New findings on TB could change how we treat inflammatory disorders

(Press-News.org) Tuberculosis is a confounding scourge. It’s the leading cause of death from infectious disease in the world, and yet it’s estimated that those deaths represent perhaps 5% of infections with Mycobacterium tuberculosis (Mtb). Antibiotics can take credit for saving the lives of some of those with Mtb, but a chasm nevertheless persists between the prevalence of infection and the targeted severity of its impact. A growing body of evidence suggests genetic vulnerabilities to TB account for that gap.

Now researchers from The Rockefeller University have found another rare mutation that leaves its carriers much more likely to become ill with TB—but, curiously, not with other infectious diseases. This finding, recently published in Nature, may upend long held assumptions about the immune system.

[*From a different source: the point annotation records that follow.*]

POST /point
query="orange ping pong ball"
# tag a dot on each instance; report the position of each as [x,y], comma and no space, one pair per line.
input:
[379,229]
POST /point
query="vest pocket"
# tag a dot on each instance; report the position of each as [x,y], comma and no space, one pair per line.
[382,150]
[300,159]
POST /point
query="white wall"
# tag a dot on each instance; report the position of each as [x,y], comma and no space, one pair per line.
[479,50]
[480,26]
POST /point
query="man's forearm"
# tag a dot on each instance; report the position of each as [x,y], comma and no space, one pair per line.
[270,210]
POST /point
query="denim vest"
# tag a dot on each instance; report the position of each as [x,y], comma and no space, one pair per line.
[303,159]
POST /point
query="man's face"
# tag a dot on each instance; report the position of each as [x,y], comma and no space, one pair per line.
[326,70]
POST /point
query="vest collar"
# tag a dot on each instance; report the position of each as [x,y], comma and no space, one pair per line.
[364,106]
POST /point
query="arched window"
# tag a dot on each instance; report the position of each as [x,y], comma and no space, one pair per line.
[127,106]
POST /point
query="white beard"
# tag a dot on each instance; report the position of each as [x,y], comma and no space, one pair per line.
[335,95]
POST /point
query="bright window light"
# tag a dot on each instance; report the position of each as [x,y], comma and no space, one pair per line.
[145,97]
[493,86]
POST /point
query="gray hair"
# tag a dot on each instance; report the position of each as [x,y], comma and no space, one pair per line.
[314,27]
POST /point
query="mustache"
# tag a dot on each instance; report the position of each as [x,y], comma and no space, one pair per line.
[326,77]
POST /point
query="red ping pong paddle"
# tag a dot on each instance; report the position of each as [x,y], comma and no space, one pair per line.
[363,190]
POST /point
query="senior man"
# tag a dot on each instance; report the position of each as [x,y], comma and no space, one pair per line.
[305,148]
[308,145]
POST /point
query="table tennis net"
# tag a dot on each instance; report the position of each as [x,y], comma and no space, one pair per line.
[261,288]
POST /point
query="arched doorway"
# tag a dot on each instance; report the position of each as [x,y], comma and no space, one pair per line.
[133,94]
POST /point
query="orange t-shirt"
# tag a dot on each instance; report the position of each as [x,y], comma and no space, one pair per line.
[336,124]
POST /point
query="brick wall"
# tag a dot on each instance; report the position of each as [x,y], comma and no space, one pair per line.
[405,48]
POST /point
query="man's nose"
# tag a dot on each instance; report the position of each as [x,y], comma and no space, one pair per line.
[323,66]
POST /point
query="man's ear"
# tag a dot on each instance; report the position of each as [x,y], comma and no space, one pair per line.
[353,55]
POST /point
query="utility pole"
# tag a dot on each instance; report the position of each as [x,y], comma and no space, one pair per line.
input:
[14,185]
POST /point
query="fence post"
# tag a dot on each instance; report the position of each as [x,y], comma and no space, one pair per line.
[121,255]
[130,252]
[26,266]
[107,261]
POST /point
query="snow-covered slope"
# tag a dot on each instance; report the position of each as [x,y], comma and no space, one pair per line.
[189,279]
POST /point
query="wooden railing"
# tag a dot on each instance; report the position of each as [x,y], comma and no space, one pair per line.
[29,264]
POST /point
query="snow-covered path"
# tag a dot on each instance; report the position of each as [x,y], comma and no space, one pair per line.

It’s long been known that an acquired deficiency of a pro-inflammatory cytokine called TNF is linked to an increased risk of developing TB. The current study, led by Rockefeller’s Stéphanie Boisson-Dupuis and Jean-Laurent Casanova, revealed a genetic cause of TNF deficiency, as well as the underlying mechanism: a lack of TNF incapacitates a specific immune process in the lungs, leading to severe—but surprisingly targeted—illness.

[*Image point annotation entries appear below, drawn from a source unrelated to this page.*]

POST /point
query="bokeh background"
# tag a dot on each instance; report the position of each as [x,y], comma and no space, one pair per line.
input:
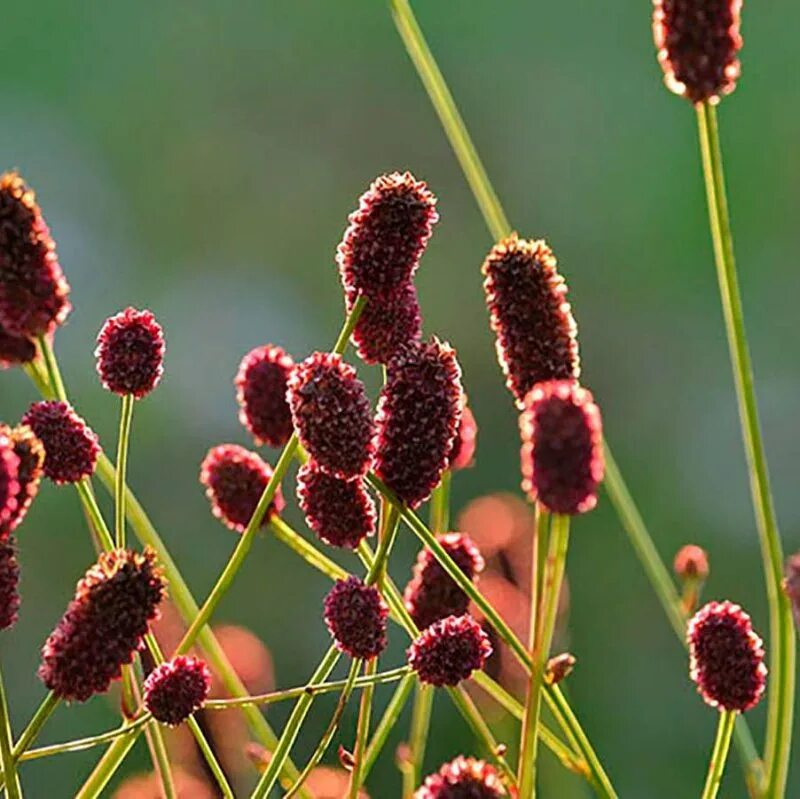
[200,159]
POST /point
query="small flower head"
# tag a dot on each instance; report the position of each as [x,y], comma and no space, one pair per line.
[331,414]
[71,447]
[114,604]
[418,414]
[356,615]
[340,512]
[432,594]
[698,44]
[726,658]
[33,290]
[130,353]
[530,315]
[562,447]
[387,235]
[235,479]
[463,778]
[261,394]
[176,689]
[449,651]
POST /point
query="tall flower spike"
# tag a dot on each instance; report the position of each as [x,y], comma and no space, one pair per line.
[726,658]
[698,45]
[104,625]
[331,414]
[418,414]
[562,447]
[71,447]
[261,394]
[387,235]
[235,479]
[529,313]
[130,353]
[33,290]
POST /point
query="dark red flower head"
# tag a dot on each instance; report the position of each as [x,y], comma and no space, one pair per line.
[176,689]
[462,778]
[530,315]
[418,415]
[726,658]
[130,353]
[33,290]
[449,651]
[387,235]
[562,447]
[103,626]
[235,479]
[356,617]
[432,594]
[331,414]
[698,45]
[340,512]
[71,447]
[261,393]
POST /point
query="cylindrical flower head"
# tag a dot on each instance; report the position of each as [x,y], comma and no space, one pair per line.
[463,778]
[387,235]
[331,414]
[356,615]
[698,45]
[71,447]
[104,625]
[130,353]
[176,689]
[562,447]
[418,414]
[449,651]
[340,512]
[33,290]
[261,394]
[235,479]
[529,313]
[726,658]
[432,594]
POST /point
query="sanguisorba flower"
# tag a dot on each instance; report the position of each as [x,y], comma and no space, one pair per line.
[261,384]
[529,313]
[235,479]
[104,624]
[698,45]
[418,414]
[130,353]
[331,414]
[562,447]
[726,657]
[387,235]
[33,290]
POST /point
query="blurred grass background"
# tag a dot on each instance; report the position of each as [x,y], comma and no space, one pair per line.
[200,160]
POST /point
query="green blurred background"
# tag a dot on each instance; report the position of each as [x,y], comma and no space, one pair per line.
[200,159]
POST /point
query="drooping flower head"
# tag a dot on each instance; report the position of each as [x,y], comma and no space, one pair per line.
[418,414]
[71,447]
[33,290]
[356,615]
[340,512]
[104,624]
[387,235]
[331,414]
[235,479]
[261,394]
[130,353]
[562,447]
[726,657]
[698,45]
[530,315]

The findings suggest that TNF, long considered a key galvanizer of the immune response, might actually play a much narrower role—a discovery with far-reaching clinical implications.

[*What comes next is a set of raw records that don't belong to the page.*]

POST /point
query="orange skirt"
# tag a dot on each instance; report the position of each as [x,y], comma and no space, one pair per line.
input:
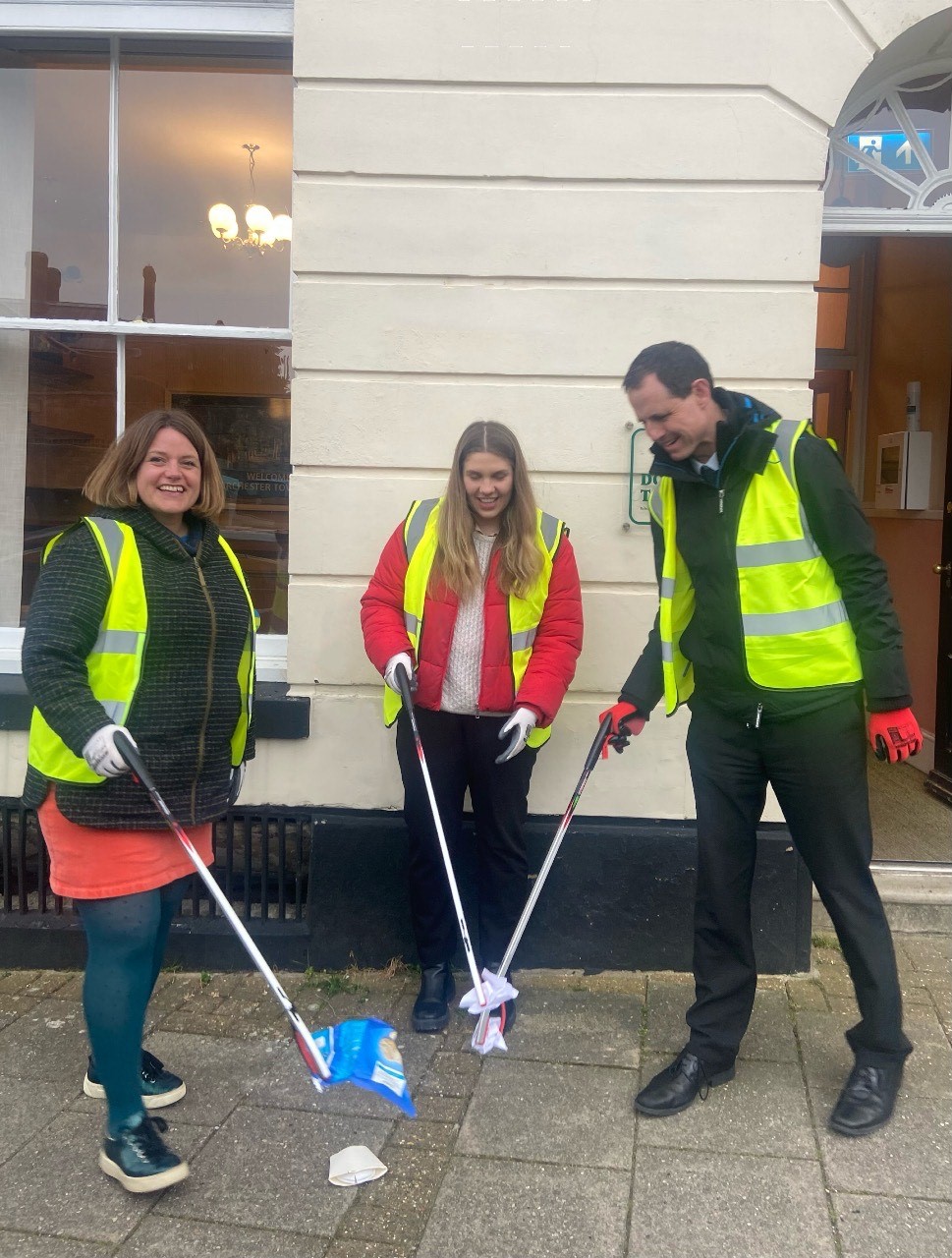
[89,863]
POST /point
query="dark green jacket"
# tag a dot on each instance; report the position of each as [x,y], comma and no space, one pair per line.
[188,700]
[708,517]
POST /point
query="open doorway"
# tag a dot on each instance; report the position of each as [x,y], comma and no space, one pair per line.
[885,323]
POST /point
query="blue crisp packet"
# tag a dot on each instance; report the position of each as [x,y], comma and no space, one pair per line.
[363,1051]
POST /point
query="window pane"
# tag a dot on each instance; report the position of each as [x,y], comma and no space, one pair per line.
[241,394]
[184,118]
[58,408]
[54,104]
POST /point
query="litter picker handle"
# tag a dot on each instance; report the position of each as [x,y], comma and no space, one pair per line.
[403,681]
[589,763]
[407,695]
[313,1059]
[595,750]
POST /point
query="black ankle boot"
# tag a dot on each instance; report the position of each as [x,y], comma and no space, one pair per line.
[431,1006]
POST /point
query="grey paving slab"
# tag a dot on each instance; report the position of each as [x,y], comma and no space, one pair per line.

“The past 40 years of scientific literature have attributed a wide variety of pro-inflammatory functions to TNF,” says Casanova, head of the St. Giles Laboratory of Human Genetics of Infectious Diseases. “But beyond protecting the lungs against TB, it may have a limited role in inflammation and immunity.”

Rare risk

Casanova’s lab has been studying the genetic causes of TB for more than two decades through field work in several countries and a wide network of collaborating physicians across the world. They maintain an ever-growing database of whole-exome sequences from a global pool of patients—more than 25,000 people to date. Of those, some 2,000 have had TB.

Over the years they’ve identified several rare genetic mutations that render some people vulnerable to TB. For example, mutations in a gene called CYBB can disable an immune mechanism called the respiratory burst, which produces chemicals called reactive oxygen species (ROS). Despite its pulmonary-sounding name, the respiratory burst takes place in immune cells throughout the body.

ROS help pathogen-consuming white blood cells called phagocytes (from the Greek for “eating”) to destroy the invaders they’ve devoured. If ROS aren’t produced, those pathogens can thrive unchecked, leading to debilitating complications. As a result, carriers of this CYBB mutation become vulnerable to not just TB but to a wide variety of infectious diseases.

For the current study, the team suspected that a similar inborn error of immunity may lay behind the severe, recurring TB infections experienced by two people in Colombia—a 28-year-old woman and her 32-year-old cousin—who had been repeatedly hospitalized with significant lung conditions. In each cycle, they initially responded well to anti-TB antibiotics, but within a year, they were sick again.

Puzzlingly, however, their long-term health records showed that their immune systems functioned normally, and that they were otherwise healthy.

A telling deficiency

To find out why they were particularly prone to getting TB, the researchers performed whole-exome sequencing on the two, as well as a genetic analysis of their respective parents and relatives.

The two were the only members of their extended family with a mutation in the TNF gene, which encodes for proteins linked to the regulation of a variety of biological processes. Short for “tumor necrosis factor,” increased TNF production is also associated with a variety of conditions, including septic shock, cancer, rheumatoid arthritis, and cachexia, which causes dangerous weight loss.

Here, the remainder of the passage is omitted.